Sure, the minimal fix should be not to change the key (sym->start/end)
after you add it to an rbtree that uses that key.
> > I thought more about keeping
> > whatever address is in the symtab from where we read the symbols, and
> > then create one map per kernel module all pointing to the same DSO, that
> > would be the one loaded from kallsyms.
> >
> > Any adjustments would be fone in the map, not the DSO.
> >
> > I.e. we wouldn't be splitting anything, just creating struct map
> > instances pointing to the same DSO.
> >
> > - Arnaldo
> >
> >> I think to make it more general it needs to insert to a new tree.
> >> e.g.
> >
> >
> >> diff --git a/tools/perf/util/symbol.c b/tools/perf/util/symbol.c
> >> index b4cc7662677e..09343a880c0b 100644
> >> --- a/tools/perf/util/symbol.c
> >> +++ b/tools/perf/util/symbol.c
> >> @@ -654,19 +654,24 @@ static int dso__split_kallsyms_for_kcore(struct dso *dso, struct map *map,
> >> struct map_groups *kmaps = map__kmaps(map);
> >> struct map *curr_map;
> >> struct symbol *pos;
> >> - int count = 0, moved = 0;
> >> + int count = 0;
> >> + struct rb_root old_root = dso->symbols[map->type];
> >> struct rb_root *root = &dso->symbols[map->type];
> >> struct rb_node *next = rb_first(root);
> >>
> >> if (!kmaps)
> >> return -1;
> >>
> >> + *root = RB_ROOT;
> >> +
> >> while (next) {
> >> char *module;
> >>
> >> pos = rb_entry(next, struct symbol, rb_node);
> >> next = rb_next(&pos->rb_node);
> >>
> >> + rb_erase_init(&pos->rb_node, &old_root);
> >> +
> >> module = strchr(pos->name, '\t');
> >> if (module)
> >> *module = '\0';
> >> @@ -674,28 +679,21 @@ static int dso__split_kallsyms_for_kcore(struct dso *dso, struct map *map,
> >> curr_map = map_groups__find(kmaps, map->type, pos->start);
> >>
> >> if (!curr_map || (filter && filter(curr_map, pos))) {
> >> - rb_erase_init(&pos->rb_node, root);
> >> symbol__delete(pos);
> >> - } else {
> >> - pos->start -= curr_map->start - curr_map->pgoff;
> >> - if (pos->end)
> >> - pos->end -= curr_map->start - curr_map->pgoff;
> >> - if (curr_map->dso != map->dso) {
> >> - rb_erase_init(&pos->rb_node, root);
> >> - symbols__insert(
> >> - &curr_map->dso->symbols[curr_map->type],
> >> - pos);
> >> - ++moved;
> >> - } else {
> >> - ++count;
> >> - }
> >> + continue;
> >> }
> >> +
> >> + pos->start -= curr_map->start - curr_map->pgoff;
> >> + if (pos->end)
> >> + pos->end -= curr_map->start - curr_map->pgoff;
> >> + symbols__insert(&curr_map->dso->symbols[curr_map->type], pos);
> >> + ++count;
> >> }
> >>
> >> /* Symbols have been adjusted */
> >> dso->adjust_symbols = 1;
> >>
> >> - return count + moved;
> >> + return count;
> >> }
> >>
> >> /*
> >
On 09/11/15 16:56, Arnaldo Carvalho de Melo wrote:
> Em Mon, Nov 09, 2015 at 10:26:13AM +0200, Adrian Hunter escreveu:
>> On 06/11/15 20:51, Arnaldo Carvalho de Melo wrote:
>>> Em Fri, Nov 06, 2015 at 03:59:29PM +0200, Adrian Hunter escreveu:
>>>> The problem is when the order in memory (in kallsyms) is different
>>>> to the order on the dso (kcore).
>
>>> What order?

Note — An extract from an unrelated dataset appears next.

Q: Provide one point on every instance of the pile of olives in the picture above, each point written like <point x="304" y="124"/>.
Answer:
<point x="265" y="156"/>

Can you ellaborate a bit more?
>
>> Normally symbols are read from the DSO and adjusted, if need be, so that the
>> symbol start matches the file offset in the DSO file (we want the file
>> offset because that is what we know from MMAP events). That is done by
>> dso__load_sym() which inserts the symbols *after* adjusting them.
>
>> In the case of kcore, the symbols have been read from kallsyms and the
>> symbol start is the memory address. The symbols have to be adjusted to match
>> the kcore file offsets. dso__split_kallsyms_for_kcore() does that, but now
>
> So you're saying that some symbols get adjusted, by say X bytes, while
> some other symbols are adjusted by a different, Y value, or are _all_
> the symbols adjusted by the same value, i.e. one that could be adjusted
> in 'struct map' instead?
Yes X != Y. The maps are correct - just the symbols need adjusting.
>
>> the adjustment is being done *after* the symbols have been inserted. It
>> appears dso__split_kallsyms_for_kcore() was assuming that changing the
>> symbol start would not change the order in the rbtree - which is, of course,
>> not guaranteed.
>
> Sure, the minimal fix should be not to change the key (sym->start/end)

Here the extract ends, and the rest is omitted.